All that said, the most recent study seems to suggest that AI LLMs are beginning to pass the Turing Test see X-Files or Poltergeist? (November 2024). This means, in the scope of our expectations and fantasies formed over decades, the "be-all" has occurred in the field of AI; a be-all that has been dreamed of since 1950.
This does not mean further evolution or revolution does not lurk in our future (it does), but it is a major milestone nonetheless. It was the impossible dream of Turing, and yet here we are. Having reached this goal line, others will set new goal lines, even as the stragglers catch up to this Turing point.
The news is that the University of California San Diego says it tested four LLM: "GPT-4o, LLaMa-3, and GPT-4.5 and Eliza." Two of the four passed the Turing Test rather convincingly - LLaMa-3, and GPT-4.5. The two that failed nonetheless still did pretty well, but not quite a passing quality. Focusing back on the thoughts in Is Gartner Helpful on AI? (December 2024), this is indeed "the end of the beginning."

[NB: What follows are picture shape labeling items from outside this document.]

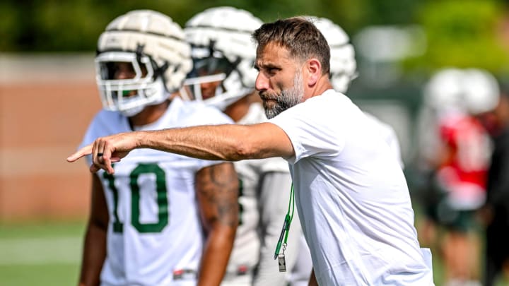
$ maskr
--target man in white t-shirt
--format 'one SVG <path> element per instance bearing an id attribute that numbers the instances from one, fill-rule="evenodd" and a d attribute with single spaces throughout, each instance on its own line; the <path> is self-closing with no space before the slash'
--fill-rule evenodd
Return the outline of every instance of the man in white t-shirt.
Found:
<path id="1" fill-rule="evenodd" d="M 310 285 L 433 285 L 403 172 L 375 125 L 332 90 L 322 33 L 295 17 L 265 23 L 253 37 L 269 122 L 120 133 L 68 161 L 92 154 L 92 172 L 112 173 L 112 162 L 135 148 L 233 161 L 282 157 L 311 251 Z"/>

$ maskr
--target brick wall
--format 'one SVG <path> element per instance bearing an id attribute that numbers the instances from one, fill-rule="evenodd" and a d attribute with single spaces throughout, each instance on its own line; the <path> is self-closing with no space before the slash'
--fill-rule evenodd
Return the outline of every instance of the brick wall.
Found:
<path id="1" fill-rule="evenodd" d="M 100 102 L 93 54 L 0 54 L 0 222 L 88 213 L 90 173 L 66 157 Z"/>

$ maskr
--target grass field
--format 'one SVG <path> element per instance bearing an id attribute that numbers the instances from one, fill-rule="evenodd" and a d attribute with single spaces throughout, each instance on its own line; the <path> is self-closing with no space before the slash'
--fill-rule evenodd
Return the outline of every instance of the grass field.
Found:
<path id="1" fill-rule="evenodd" d="M 0 286 L 76 285 L 85 221 L 0 224 Z M 443 285 L 443 266 L 433 253 L 433 274 Z M 499 282 L 497 285 L 508 285 Z"/>
<path id="2" fill-rule="evenodd" d="M 0 285 L 75 285 L 85 222 L 0 224 Z"/>

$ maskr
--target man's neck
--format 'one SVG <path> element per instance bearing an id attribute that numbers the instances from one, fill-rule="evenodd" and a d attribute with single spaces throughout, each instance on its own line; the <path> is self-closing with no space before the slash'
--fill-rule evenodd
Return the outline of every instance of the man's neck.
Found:
<path id="1" fill-rule="evenodd" d="M 250 100 L 249 95 L 245 96 L 244 97 L 228 105 L 228 107 L 224 110 L 224 113 L 230 117 L 230 118 L 231 118 L 235 122 L 238 122 L 239 120 L 244 118 L 249 112 L 251 102 L 252 101 Z"/>

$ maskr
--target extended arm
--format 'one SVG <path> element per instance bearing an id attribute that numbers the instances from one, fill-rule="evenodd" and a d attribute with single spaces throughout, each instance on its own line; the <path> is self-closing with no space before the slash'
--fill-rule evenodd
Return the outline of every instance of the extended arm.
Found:
<path id="1" fill-rule="evenodd" d="M 108 215 L 103 184 L 98 175 L 93 174 L 90 215 L 85 234 L 80 286 L 99 285 L 103 263 L 106 257 Z"/>
<path id="2" fill-rule="evenodd" d="M 232 163 L 201 169 L 197 196 L 206 231 L 198 285 L 218 285 L 223 280 L 238 225 L 238 179 Z"/>
<path id="3" fill-rule="evenodd" d="M 284 131 L 271 123 L 201 126 L 123 133 L 98 138 L 67 158 L 74 162 L 92 154 L 91 172 L 113 174 L 118 162 L 135 148 L 151 148 L 201 159 L 235 161 L 270 157 L 290 157 L 293 147 Z M 101 153 L 98 156 L 98 153 Z"/>

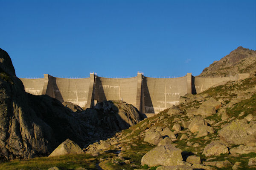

It is significant that the successful Turing test results are attributed in part to having "the synthetic mimics adopt a human persona." In other words, the programmers told the AI LLMs to seem human. That made them more believable. That credibility is exactly what the pro see litigant in New York hoped for and sought with his attempt to use AI as his spokesperson.
As AI evolves into our day-to-day, the power-user will ask it not only to write a brief but to write it in the voice of the judge who will review it. Familiarity and flattery will get you everywhere.
The power users will evolve from asking an AI to describe a situation to asking it to describe the facts in a manner most sympathetic to one view, side, or perspective. In a future post, I plan to explain more about our predispositions, but the bottom line is that we humans are malleable and manipulable.
The "end of the beginning indeed." we are off the edge of the map. The tools are increasingly capable and effective. We are unprepared to engage them, use them, and guard against their potential failures or shortcomings. These are strange days indeed. What are you doing to prepare yourself?